10.1 The Live Counter
A persistent top strip showing:
SENDING — Campaign: "GOTV Reminder #3"
Selected: 4,829 | Queued: 2,217 | Sent: 2,612
Delivered: 2,531 | Failed: 81 | Opted-Out: 14
Progress: 54% complete | Est. completion: 13:42 PT (~21 min)
WebSocket / SSE-driven; updates in real time as the send proceeds.
10.2 Per-Recipient Status Table
A virtualized table of every recipient in the campaign:
- Recipient name + phone
- Status (Queued / Sent / Delivered / Failed / Opted-Out / Replied)
- Sender number used
- Sent timestamp
- Delivery timestamp
- Failure reason if applicable
Filterable by status. Searchable by name/phone. Exportable for audit.
10.3 Live Engagement Panel
As replies start arriving:
- Reply count (climbing)
- “Open Conversations” button → routes to Tab 6 with this campaign’s conversations pre-filtered
- Recent inbound previews (most recent 5 replies, with quick-action buttons)
10.4 Controls
Campaign-level controls available during send:
- Pause — stops queue processing; in-flight messages complete; queued messages hold
- Resume — restarts the queue
- Cancel — pauses + abandons remaining queue; sent messages cannot be recalled (SMS doesn’t support recall)

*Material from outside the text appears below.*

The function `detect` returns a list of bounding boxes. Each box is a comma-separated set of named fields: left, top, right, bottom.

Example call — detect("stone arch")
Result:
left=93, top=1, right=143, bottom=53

- Throttle — slow down the send rate (useful if opt-outs spike or carrier flags)
A “Health” indicator on the side warns if delivery rate drops below threshold or opt-outs spike — possible signs of carrier filtering or audience-message mismatch.
10.5 Completion State
Once the campaign completes:
- Final tally shown
- Aggregate metrics computed (delivery rate, reply rate, opt-out rate, cost)
- Link to engagement analytics + conversations
- Option to “Send to non-responders” (creates a follow-up campaign with the same content + recipients who didn’t reply, or with a modified message)
11. Tab 6 — Conversations
The inbound reply surface. Where SMS becomes conversational.
11.1 The Inbox
A list of all conversations (one per recipient who has replied to any campaign in this account). Default sort: most recent reply.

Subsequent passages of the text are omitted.